Jupiter-bound Juno races toward Earth flyby

By WILLIAM HARWOOD
CBS News

Returning to its starting point after a two-year billion-mile loop out beyond the orbit of Mars, NASA's Juno probe raced toward Earth Wednesday for a velocity-boosting flyby, using the planet's gravity to fling the spacecraft on to distant Jupiter.

The centerpiece of a $1.1 billion science mission, the solar-powered Juno spacecraft was launched atop a United Launch Alliance Atlas 5 rocket from the Cape Canaveral Air Force Station, Fla., on Aug. 5, 2011.

Even though Atlas 5 boosted the spacecraft to an Earth-escape velocity of 25,000 mph -- 7 miles per second -- Juno did not have the energy to head directly to its target.

A computer graphic showing NASA's Juno spacecraft in orbit around Jupiter. Arrival is expected on July 4, 2016. (Credit: NASA)

Instead, the spacecraft was launched on a trajectory that carried it beyond the orbit of Mars and into the asteroid belt before the sun's gravity finally began pulling the craft back into the inner solar system.

In September 2012, carefully planned rocket firings altered the probe's course slightly and set up Wednesday's gravity-assist flyby of Earth. After covering 994 million miles since launch, close approach was expected at 3:21 p.m. EDT (GMT-4) when Juno was expected to pass about 350 miles above South Africa.

"Even a large rocket couldn't provide enough propulsion to get us all the way to Jupiter, so we are flying by the Earth for a gravity-assist that will provide about 70 percent of the initial boost provided by the Atlas V 551 rocket," Scott Bolton, Juno principal investigator, said in a statement. "The gravity assist essentially provides as much propulsion as second rocket launch."
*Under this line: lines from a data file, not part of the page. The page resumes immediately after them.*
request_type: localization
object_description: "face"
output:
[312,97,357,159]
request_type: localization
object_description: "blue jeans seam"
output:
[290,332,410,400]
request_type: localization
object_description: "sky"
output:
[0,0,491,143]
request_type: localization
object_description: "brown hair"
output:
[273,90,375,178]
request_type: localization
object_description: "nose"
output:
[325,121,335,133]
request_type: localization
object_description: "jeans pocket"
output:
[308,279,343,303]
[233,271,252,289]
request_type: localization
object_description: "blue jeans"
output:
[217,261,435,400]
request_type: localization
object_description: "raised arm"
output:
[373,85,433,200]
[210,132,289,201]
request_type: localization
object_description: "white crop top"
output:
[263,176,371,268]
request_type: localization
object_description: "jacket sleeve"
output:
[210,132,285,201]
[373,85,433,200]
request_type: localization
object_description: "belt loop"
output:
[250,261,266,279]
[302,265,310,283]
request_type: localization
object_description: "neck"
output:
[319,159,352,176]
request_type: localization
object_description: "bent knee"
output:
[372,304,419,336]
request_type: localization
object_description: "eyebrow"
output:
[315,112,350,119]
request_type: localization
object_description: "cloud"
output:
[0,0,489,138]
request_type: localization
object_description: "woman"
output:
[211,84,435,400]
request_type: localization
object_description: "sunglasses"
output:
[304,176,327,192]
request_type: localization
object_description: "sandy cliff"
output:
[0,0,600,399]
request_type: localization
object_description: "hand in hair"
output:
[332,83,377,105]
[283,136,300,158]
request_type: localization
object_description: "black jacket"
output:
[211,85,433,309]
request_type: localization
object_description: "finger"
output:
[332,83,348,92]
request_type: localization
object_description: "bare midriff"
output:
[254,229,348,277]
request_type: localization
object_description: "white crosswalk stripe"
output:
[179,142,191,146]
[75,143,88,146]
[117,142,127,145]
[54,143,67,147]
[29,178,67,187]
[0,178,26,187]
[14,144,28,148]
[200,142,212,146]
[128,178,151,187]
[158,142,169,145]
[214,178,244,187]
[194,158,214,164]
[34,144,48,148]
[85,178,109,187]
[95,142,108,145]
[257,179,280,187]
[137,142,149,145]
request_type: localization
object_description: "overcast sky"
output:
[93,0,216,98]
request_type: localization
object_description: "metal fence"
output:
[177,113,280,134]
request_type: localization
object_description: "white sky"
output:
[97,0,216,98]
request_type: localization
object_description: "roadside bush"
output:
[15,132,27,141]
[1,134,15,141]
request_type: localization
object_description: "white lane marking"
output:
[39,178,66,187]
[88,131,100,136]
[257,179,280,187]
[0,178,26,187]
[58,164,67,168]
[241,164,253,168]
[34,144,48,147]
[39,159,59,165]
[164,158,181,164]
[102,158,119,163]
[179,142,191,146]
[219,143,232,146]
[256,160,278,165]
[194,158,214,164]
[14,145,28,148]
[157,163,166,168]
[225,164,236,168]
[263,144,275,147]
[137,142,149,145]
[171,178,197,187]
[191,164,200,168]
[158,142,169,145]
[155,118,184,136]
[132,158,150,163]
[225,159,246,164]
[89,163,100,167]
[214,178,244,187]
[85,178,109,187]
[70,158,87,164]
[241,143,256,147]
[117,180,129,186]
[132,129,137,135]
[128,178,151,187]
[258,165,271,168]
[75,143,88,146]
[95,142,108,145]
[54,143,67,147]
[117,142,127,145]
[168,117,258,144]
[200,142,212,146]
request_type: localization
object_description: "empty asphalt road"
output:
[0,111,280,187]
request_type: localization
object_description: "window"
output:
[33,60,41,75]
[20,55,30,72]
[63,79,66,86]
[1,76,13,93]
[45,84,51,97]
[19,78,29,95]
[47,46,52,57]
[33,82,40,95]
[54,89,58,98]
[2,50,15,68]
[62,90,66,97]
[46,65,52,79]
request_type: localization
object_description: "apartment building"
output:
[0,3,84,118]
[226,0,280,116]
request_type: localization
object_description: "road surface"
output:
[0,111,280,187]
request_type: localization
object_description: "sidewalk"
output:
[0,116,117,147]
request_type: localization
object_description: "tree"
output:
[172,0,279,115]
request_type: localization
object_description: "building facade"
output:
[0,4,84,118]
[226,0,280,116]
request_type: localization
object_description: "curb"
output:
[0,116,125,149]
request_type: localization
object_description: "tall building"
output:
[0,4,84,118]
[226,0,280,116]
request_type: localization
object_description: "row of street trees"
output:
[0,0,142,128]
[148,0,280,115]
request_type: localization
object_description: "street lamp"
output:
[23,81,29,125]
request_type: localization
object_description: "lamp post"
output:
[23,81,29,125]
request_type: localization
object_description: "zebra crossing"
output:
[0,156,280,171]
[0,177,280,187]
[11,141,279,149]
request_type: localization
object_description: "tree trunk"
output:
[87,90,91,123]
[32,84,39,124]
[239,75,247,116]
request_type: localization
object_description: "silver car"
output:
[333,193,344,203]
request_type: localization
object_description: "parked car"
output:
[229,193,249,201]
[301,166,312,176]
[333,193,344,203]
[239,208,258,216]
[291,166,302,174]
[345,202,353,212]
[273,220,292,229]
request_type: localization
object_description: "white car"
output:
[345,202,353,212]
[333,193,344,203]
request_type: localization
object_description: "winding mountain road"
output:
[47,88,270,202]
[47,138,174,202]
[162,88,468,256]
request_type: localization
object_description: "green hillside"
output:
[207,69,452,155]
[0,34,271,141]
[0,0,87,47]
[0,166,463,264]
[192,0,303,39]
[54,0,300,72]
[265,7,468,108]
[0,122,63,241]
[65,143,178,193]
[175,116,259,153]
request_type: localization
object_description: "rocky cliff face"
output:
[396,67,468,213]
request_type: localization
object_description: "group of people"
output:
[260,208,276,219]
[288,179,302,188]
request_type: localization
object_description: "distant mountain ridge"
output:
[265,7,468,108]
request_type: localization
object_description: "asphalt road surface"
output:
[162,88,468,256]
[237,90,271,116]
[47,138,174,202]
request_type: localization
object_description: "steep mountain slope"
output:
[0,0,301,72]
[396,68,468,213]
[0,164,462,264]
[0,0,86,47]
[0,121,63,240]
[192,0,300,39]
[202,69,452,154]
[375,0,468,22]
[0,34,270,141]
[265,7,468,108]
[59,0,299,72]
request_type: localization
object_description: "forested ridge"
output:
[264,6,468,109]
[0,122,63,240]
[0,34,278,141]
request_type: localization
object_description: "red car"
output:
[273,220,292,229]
The flyby was set up to increases Juno's velocity, relative to the sun, from 78,000 mph to around 87,000 mph, according to the Southwest Research Institute.

Tim Gasparrini, Juno program manager for Lockheed Martin Space Systems, said a direct trajectory to Jupiter would have required about 50 percent more fuel than Juno could carry.

"Had we not chosen to do the flyby, the mission would have required a bigger launch vehicle, a larger spacecraft and would have been more expensive," he said in a company statement.

During the approach to Earth and its departure from the Earth-moon system, Juno's instruments will be calibrated and put to work.

"While we are primarily using Earth as a means to get us to Jupiter, the flight team is also going to check and calibrate Juno's science instruments," Bolton said.

"As another bonus, Juno is approaching the Earth from deep space, from the sunlit side. Juno will take never-before-seen images of the Earth-moon system, giving us a chance to see what we look like from Mars or Jupiter. We plan to release a movie of this unique perspective of the Earth-Moon system shortly after the flyby."

The Juno mission is managed by the Jet Propulsion Laboratory in Pasadena, Calif., which is operated for NASA by the California Institute of Technology.

While more than 90 percent of NASA's civil service workforce have been furloughed in the ongoing government shutdown, JPL is not directly affected and key NASA personnel remain on the job to protect operational spacecraft.

If all goes well, Juno will reach its target on July 4, 2016, braking into an elliptical orbit around Jupiter's poles five years and 1.7 billion miles after launch.

Using a suite of sophisticated instruments, the four-ton spacecraft will study Jupiter's turbulent atmosphere in unprecedented detail to learn more about how the huge world evolved, whether it has a solid core and what its constituents imply about the nature of the solar nebula that coalesced 4.5 billion years ago to form the solar system.

The titanium-armored spacecraft also will map out Jupiter's magnetic field and radiation belts, absorbing the equivalent of 100 million dental X-rays over the course of 33 orbits -- one year.

"What we're really going after are some of the most fundamental questions of our solar system -- how Jupiter formed, how it evolved, what really happened early in the solar system that eventually led to all of us and the terrestrial planets," Bolton told reporters shortly after launch. "These are really basic questions, who are we, where did we come from, how did we get here?

"We're kind of going after this recipe of how planets are made. We're getting the ingredients of Jupiter, we're going to understand what the structure is like inside, how was it built, and that will give us guidance as to what happened in that early time that eventually led to us."